Penduduk New York yang terpapar jumlah kalori pada menu makanan cepat saji selama bertahun-tahun tidak mengubah seberapa banyak atau seringnya mereka makan di restoran cepat saji populer, para peneliti melaporkan dalam Health Affairs.
“Jelas ada sekelompok orang yang melihat dan menggunakan informasi ini,” kata penulis senior Brian Elbel, dari NYU Langone dan NYU Wagner Graduate School of Public Service di New York.
Namun secara keseluruhan, dia dan timnya tidak melihat perbedaan perilaku ketika mereka mengamati seluruh populasi orang yang mengunjungi restoran cepat saji.
Sejak 2008, restoran di Kota New York yang memiliki lebih dari 15 lokasi diwajibkan mencantumkan informasi kalori pada menu mereka.

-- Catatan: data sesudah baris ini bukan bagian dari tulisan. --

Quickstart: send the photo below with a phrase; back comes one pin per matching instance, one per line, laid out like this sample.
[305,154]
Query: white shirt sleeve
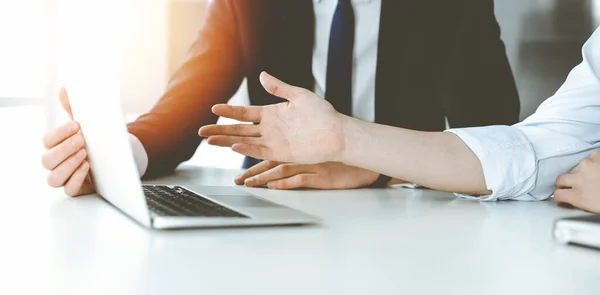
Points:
[139,154]
[522,162]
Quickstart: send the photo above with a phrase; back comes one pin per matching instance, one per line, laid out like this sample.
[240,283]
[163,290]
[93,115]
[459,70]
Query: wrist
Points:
[382,181]
[349,126]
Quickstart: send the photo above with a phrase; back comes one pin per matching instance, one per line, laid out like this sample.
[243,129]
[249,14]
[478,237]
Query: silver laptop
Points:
[117,179]
[584,230]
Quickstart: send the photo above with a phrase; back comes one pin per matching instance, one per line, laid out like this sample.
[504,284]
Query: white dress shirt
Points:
[367,14]
[522,162]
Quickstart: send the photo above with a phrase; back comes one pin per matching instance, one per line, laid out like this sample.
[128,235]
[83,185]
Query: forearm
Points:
[433,159]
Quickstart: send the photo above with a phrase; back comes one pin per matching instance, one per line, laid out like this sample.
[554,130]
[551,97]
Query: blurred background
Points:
[543,40]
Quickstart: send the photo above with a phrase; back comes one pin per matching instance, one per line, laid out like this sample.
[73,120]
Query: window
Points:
[23,52]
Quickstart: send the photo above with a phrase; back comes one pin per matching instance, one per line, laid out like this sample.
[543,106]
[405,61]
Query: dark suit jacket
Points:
[436,59]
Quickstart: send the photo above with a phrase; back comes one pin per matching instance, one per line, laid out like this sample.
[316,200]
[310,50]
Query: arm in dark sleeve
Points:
[210,74]
[483,90]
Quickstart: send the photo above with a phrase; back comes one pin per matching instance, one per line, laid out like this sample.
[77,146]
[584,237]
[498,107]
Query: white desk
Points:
[392,241]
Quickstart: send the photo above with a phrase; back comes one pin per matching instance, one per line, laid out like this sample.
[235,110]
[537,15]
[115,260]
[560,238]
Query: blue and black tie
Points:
[338,88]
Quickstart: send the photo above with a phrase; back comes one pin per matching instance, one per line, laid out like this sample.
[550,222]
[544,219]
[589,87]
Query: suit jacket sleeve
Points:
[484,90]
[211,73]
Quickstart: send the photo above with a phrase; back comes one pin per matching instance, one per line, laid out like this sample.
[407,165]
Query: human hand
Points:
[282,176]
[581,187]
[306,129]
[65,156]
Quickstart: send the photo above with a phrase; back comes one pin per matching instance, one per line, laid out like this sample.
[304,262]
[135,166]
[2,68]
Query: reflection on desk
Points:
[371,241]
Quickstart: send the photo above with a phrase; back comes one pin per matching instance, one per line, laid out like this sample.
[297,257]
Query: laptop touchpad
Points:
[242,201]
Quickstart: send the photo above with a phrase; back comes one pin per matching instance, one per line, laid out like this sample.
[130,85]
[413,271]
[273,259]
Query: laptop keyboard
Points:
[178,201]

Kebijakan serupa dijadwalkan akan diterapkan secara nasional pada bulan Desember 2016.
Lebih lanjut tentang ini…
Untuk studi baru ini, para peneliti mewawancarai hampir 8.000 orang yang makan di restoran cepat saji di New York City atau di seberang sungai di New Jersey pada tahun 2008 atau 2013-2014. Mereka juga memeriksa kuitansi pelanggan dari Burger King, KFC, McDonald’s, dan Wendy’s.

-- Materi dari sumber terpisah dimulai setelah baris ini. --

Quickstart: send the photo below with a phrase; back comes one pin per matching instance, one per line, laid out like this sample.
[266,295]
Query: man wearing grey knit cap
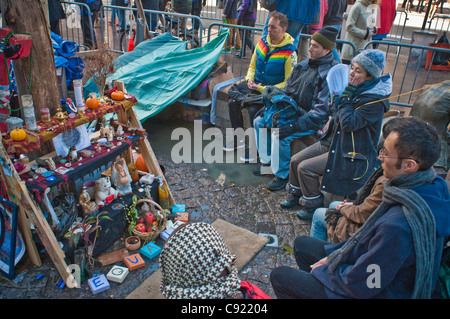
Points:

Setelah kebijakan tahun 2008 diterapkan di New York, persentase masyarakat yang memperhatikan informasi nutrisi, menggunakan informasi tersebut, dan menggunakannya untuk mengurangi jumlah kalori yang mereka makan meningkat. Namun, dampak ini menurun dalam lima tahun berikutnya.
Selain itu, dari awal hingga akhir penelitian selama lima tahun, para peneliti tidak melihat perbedaan besar dalam kandungan nutrisi makanan yang dibeli orang di New Jersey atau New York, atau seberapa sering orang makan di makanan cepat saji. memiliki. restoran.
Misalnya, sebelum kebijakan pelabelan menu diberlakukan, penduduk New York mengonsumsi sekitar 796 kalori pada setiap kunjungan restoran cepat saji, dibandingkan dengan 773 kalori yang dikonsumsi penduduk Newark. Pada tahun 2013 dan 2014, penduduk New York mengonsumsi 803 kalori, dibandingkan dengan 857 kalori penduduk Newark.
Berdasarkan penelitian sebelumnya, Brenna Ellison dari Departemen Pertanian dan Ekonomi Konsumen di Universitas Illinois di Urbana-Champaign mengatakan kepada Reuters Health bahwa dia tidak terkejut dengan studi baru yang menemukan bahwa kebijakan tersebut tidak efektif.
Namun, Ellison, yang tidak terlibat dalam penelitian baru ini, mengatakan penelitian mengenai pelabelan menu masih terbatas karena tidak dapat mengetahui apa yang dilakukan orang sepanjang sisa hari mereka.
“Kami tidak tahu apakah mereka pergi berolahraga nanti atau apakah mereka makan malam yang lebih ringan jika mereka makan Big Mac saat makan siang,” katanya.
Elbel juga mengatakan kepada Reuters Health bahwa sejauh ini para peneliti hanya mengamati restoran cepat saji, dan tidak ada cara untuk mengetahui bagaimana pelabelan menu di restoran jenis lain dapat mempengaruhi perilaku masyarakat.
“Kami memiliki banyak data yang berasal dari restoran cepat saji dan sedikit data yang berasal dari tempat lain,” kata Elbel.
“Saya pikir masih banyak yang harus dilakukan untuk memahami dampak penuhnya,” katanya.